4. Loop through list #3 to download the text of the speech and save it to a text file.

knitr::opts_chunk$set(echo = TRUE)


library(stringr)  ## for returning strings matched by regular expressions

library(XML)  ## for parsing html files

Prepare a Control List of Presidential Parties

Create a data frame containing the classifications of presidents as Republican or Democratic.

## Build a data frame that will be used to control the extraction and saving of speech transcripts according to party.

president <- c('kennedy','lbjohnson','nixon', 'ford', 'carter', 'reagan', 'bush', 'clinton', 'gwbush', 'obama')
party <- c('Democratic','Democratic','Republican', 'Republican', 'Democratic', 'Republican', 'Republican', 'Democratic', 'Republican', 'Democratic')
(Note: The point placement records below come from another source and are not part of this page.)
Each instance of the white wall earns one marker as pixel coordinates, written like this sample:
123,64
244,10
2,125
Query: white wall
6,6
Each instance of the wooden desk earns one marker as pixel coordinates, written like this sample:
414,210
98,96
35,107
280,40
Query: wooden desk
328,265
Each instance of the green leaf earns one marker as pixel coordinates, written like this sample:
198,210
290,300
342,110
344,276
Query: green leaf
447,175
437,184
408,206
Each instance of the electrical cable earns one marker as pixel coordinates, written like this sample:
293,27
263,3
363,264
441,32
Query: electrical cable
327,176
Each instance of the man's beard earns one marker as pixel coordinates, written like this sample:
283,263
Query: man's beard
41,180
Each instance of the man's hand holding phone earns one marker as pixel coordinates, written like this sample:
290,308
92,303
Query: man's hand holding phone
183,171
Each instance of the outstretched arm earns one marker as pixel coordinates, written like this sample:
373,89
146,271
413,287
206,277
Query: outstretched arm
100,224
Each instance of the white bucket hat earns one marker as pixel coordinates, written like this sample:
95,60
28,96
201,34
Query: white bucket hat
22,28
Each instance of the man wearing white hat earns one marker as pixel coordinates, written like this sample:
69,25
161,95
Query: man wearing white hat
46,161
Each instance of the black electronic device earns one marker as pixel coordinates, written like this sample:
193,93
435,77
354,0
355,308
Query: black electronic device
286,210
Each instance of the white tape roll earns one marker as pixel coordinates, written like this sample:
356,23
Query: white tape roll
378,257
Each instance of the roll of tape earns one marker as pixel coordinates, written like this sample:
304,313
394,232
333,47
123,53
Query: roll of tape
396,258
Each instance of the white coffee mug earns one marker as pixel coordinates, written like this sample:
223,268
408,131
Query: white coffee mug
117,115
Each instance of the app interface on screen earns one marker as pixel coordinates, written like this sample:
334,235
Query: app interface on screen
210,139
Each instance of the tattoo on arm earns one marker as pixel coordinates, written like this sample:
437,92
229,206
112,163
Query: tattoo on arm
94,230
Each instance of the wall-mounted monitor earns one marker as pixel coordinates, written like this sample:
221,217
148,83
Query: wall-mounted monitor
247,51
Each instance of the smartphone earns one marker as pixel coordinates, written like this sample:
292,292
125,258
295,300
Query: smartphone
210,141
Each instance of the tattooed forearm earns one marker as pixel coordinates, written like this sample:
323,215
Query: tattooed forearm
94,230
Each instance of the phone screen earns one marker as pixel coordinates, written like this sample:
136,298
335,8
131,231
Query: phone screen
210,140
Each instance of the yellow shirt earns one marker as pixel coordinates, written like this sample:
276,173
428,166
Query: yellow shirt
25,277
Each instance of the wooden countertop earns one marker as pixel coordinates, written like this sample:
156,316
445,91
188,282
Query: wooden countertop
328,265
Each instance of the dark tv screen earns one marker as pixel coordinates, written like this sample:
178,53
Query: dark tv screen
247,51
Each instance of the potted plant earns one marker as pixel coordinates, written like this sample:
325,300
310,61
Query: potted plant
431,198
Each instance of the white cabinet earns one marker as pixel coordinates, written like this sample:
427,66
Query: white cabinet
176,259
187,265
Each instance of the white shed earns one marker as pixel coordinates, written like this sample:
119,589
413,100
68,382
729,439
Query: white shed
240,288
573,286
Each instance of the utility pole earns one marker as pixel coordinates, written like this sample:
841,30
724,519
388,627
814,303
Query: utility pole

## Combine the two vectors into one data frame.
presidentDF <- data.frame(president, party)

presidentDF

##    president      party
## 1    kennedy Democratic
## 2  lbjohnson Democratic
## 3      nixon Republican
## 4       ford Republican
## 5     carter Democratic
## 6     reagan Republican
## 7       bush Republican
## 8    clinton Democratic
## 9     gwbush Republican
## 10     obama Democratic

Build List of All Speech Links

Build a data frame containing all the speech transcript links on the Miller Web site. Data frame will be called allspeechlinksDF.

## URL of the page that has all the links to presidential speeches
mainpageURL <- 'http://millercenter.org/president/speeches'

## Use the XML package to read the entire speech web page code into an R list object that can be further explored.
speechlistHTML <- htmlParse(mainpageURL)

## Extract just the nodes that has speech transcript links (hrefs).  
speechlinkNodeSet <- getNodeSet(speechlistHTML, '//a[@class="transcript"]/@href')  ## Using an XPath expression to locate links

## Convert the nodeset of links to a data frame
allspeechlinksDF <- as.data.frame(unlist(speechlinkNodeSet), stringsAsFactors = FALSE)

## Provide a useful name for the dataframe column
colnames(allspeechlinksDF) <- 'speechname'

Function Definition - Download a Speech and Save it.

Define a function to form a complete URL for a speech file, download a speech transcript and save it.

This function will be called by the preslinksFunc function.

## Input parameter 'x' is a stub of a link to a transcript file found on the Miller Center web site. 
## Will be adding a leading "http://millercenter.org" to it to form a complete URL.
savespeechFunc <- function(x) {

  ## This is the local file name we will use when we save.
  speechfileName_local <- gsub("/", "_", x)  ## the file name that will be used when we save locally
  
  ## print the URL to the speech
  ## This is the URL that we will download speech from.
  speechUrl <- paste("http://millercenter.org", x, sep = '')
  print(speechUrl)
  
  ## This is the full path and file name we will use when we save.
  speechfileFullPath <- paste("/Users/mitchellfawcett/Documents/Data Science/LeftRight/Data/SourceData", speechfileName_local, sep = "/")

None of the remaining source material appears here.